研究課題/領域番号 |
08640781
|
研究機関 | (財)山形県テクノポリス財団(生物ラジカル研究所) |
研究代表者 |
吉村 哲彦 (財)山形県テクノポリス財団生物ラジカル研究所, 化学第一研究部, 部長 (70271517)
|
研究分担者 |
藤井 敏司 (財)山形県テクノポリス財団生物ラジカル研究所, 化学第一研究部, 研究員 (80271518)
|
キーワード | 一酸化窒素 / 生体内一酸化窒素 / トラップ / 鉄錯体 / 電子スピン共鳴 / ジチオカルバメート / ジチオカルボキシサルコシン |
研究概要 |
生体内で産生される一酸化窒素(NO)は、血液循環系、中枢神経系、免疫系に於いて多彩な生理作用を発揮している。
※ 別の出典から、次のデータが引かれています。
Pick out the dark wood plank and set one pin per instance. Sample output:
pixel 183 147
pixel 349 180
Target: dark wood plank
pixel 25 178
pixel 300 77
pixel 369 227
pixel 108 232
生体内でのNOの挙動を理解するためには、in vivoの濃度及び分布を知る必要がある。 NOは、1個の不対電子を有する無機ラジカルであり、電子スピン共鳴(ESR)装置を用いるスピントラップ法の適用が可能である。このような観点から、NOと結合して安定なラジカルを生成するスピントラップ試薬の開発が望まれてきた。NOは金属(特に鉄)に対して高い親和性をもっているので、鉄錯体はNOトラップ試薬として有望である。 本研究では、水溶性で、安定なNOT錯体を生成するジチオカルボキシサルコシン(ジチオカ-バメート誘導体)鉄錯体を合成し、in vitroおよびin vivoの系でNOのトラップ試薬として適用した。 初年度は、本NOトラップ試薬の性能を調べる研究を実施するとともに、培養細胞(血管内皮細胞)由来のNOの検出と生きているマウスの腹部でのNOの検出と画像化に本NOトラップ試薬を適用し、成功を収めることが出来た。 今年度の成果は以下の通りである。 1.ラットの脳に細菌性髄膜炎を惹起して、脳内に産生されたNOをin vivoで測定することに成功した。細菌性髄膜炎に対するNOの関与を直接証明することができた。 2.血管拡張薬の一つである硝酸イソソルビド(ISDN)を投与したマウスの腹部で、ISDN由来のNOを検出し画像化した。肝臓と腎臓の明瞭な画像が得られた。